Wednesday November 7, 2018

With so many sources forecasting record crude production levels and waning demand in some key geographical regions, it was with a renewed sense of gravitas that the Organization of the Petroleum Exporting Countries (OPEC) on Wednesday once more suggested that a return to production cuts next year is a distinct possibility.

The suggestions were made by two unnamed OPEC delegates who were responding to a report by Russia's TASS news agency that Russia and Saudi Arabia had started discussions over possible curbs in 2019, in order to avoid a supply glut that could send prices plummeting.

Specifically, when asked if OPEC could resume its cutbacks, one of the sources replied, "Certainly not the other way around."

This time, the crude analytical community is taking OPEC more seriously than earlier this year when it was convinced the market was heading toward a calamitous tightening due to the U.S. sanctions against Iran: Bob McNally, president of Rapidan Energy Advisors LLC, said, "The message from OPEC looks like: fasten the seat belts," and that the cartel seems ready to "put pedal to the metal to boost production, and then immediately slams the brakes pretty hard and talks about cutting supply."

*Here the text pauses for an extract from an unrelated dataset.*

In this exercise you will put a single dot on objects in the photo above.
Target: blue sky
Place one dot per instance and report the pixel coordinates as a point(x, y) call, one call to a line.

Ed Morse, head of commodities at Citigroup Inc., remarked, "They will absolutely want to at some point next year try to arrange a reduction in production.

"Everything points to a fairly weak balance: the world economy is decelerating, the China trade tensions are having a visible impact on demand."

Bloomberg noted that while another reversal in policy from OPEC "would seem to be a far cry from the usual mantra of preserving stability and careful market stewardship...... it does reflect the level of uncertainty in a market experiencing huge shifts in supply and demand."

In this new-found atmosphere of worrying about crude surpluses, it was not surprising that Emmanuel Ibe Kachikwu, oil minister for Nigeria, on Wednesday floated the idea that the U.S. sanctions on Iran won't necessarily translate into a global oil shortage.

He reasoned, "This is not the first time Iran has been through sanctions; it might not be that they have the capacity to be able to continue that production" at maximum capacity, but they also won't drop to 30 percent either.

The minister also cautioned against being "deceived into believing" more oil is needed, because it could result in plummeting prices.

Last month Kachikwu said with regards to the possible outcome of the OPEC meeting in December, "I'd be surprised to see anything dramatic: we're likely to push the can forward [as] $70 is the comfort level, for us and for everybody."